Aoun blamed Hariri supporters for the breakdown of talks and called for a meeting of the opposition Tuesday night to discuss the next steps.
There have been few details about the direction of the Syrian-Saudi initiative, but the talks were lauded as a potential Arab breakthrough, rather than a solution offered by Western powers.

The prime minister has met in recent days with U.S. Secretary of State Hillary Rodham Clinton, French President Nicolas Sarkozy, U.N. Secretary-General Ban Ki-moon and Saudi King Abdullah during a trip to the U.S. His office had no immediate comment on the breakdown in talks.

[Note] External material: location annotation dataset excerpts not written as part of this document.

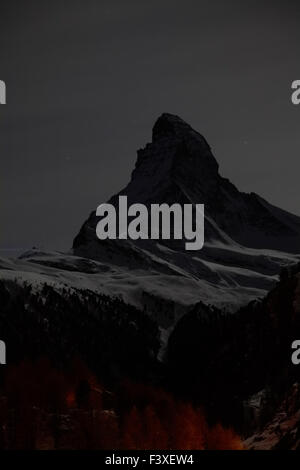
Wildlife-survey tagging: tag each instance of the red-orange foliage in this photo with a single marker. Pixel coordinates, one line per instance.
(50, 408)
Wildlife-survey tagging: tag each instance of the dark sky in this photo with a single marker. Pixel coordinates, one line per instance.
(86, 81)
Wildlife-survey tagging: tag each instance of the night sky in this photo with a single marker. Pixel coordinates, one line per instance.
(87, 80)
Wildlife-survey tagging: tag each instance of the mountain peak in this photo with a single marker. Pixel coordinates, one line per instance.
(168, 125)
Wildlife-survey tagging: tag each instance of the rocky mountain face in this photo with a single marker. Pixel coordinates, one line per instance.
(247, 240)
(178, 166)
(154, 312)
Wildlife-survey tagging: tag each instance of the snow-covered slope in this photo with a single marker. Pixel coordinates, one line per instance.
(247, 240)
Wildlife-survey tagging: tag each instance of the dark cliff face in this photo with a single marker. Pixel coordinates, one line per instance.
(178, 166)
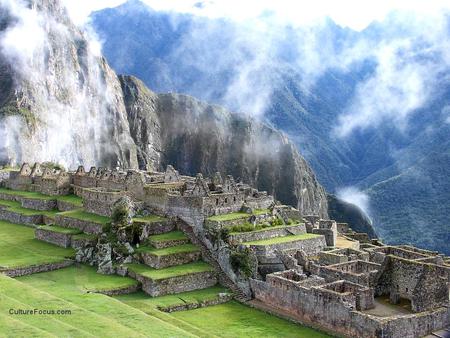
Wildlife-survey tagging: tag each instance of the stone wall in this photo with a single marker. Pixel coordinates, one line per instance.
(160, 262)
(312, 246)
(73, 223)
(38, 204)
(424, 284)
(318, 308)
(29, 270)
(17, 218)
(266, 233)
(176, 284)
(53, 237)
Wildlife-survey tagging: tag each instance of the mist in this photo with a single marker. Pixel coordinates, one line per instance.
(61, 89)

Fears of violence have been a major concern as tensions rise in Lebanon, where Shiites, Sunnis and Christians each make up about a third of the country's four million people. In 2008, sectarian clashes killed 81 people and nearly plunged Lebanon into another civil war.

The 2005 assassination of former Prime Minister Rafik Hariri in a suicide bombing that killed 22 other people both stunned and polarized Lebanese. Hariri, a Sunni, was a hero to his Sunni community and backed by many Christians who sympathized with his efforts in the last few months of his life to reduce Syrian influence in the country. A string of assassinations of anti-Syrian politicians and public figures followed, which U.N. investigators have said may have been connected to the Hariri killing.

The Netherlands-based tribunal has not said who it will indict, but Hezbollah leader Sheik Hassan Nasrallah has said he has information that members of his group will be named.

Hezbollah denied any role in the assassination and denounced the court as a conspiracy against it.

The impending indictments already have paralyzed Lebanon's government. Hezbollah officials have reportedly said they will not sit on the same table with a prime minister who accepts an accusation that they were behind the death of his father.
 

SarahLynn

Veteran Member
Hezbollah>Iran controls Lebanon AND Syria.

There will be NO peace in the ME as long as Iran can intimidate her neighbours.

Not even if Israel vanished tomorrow.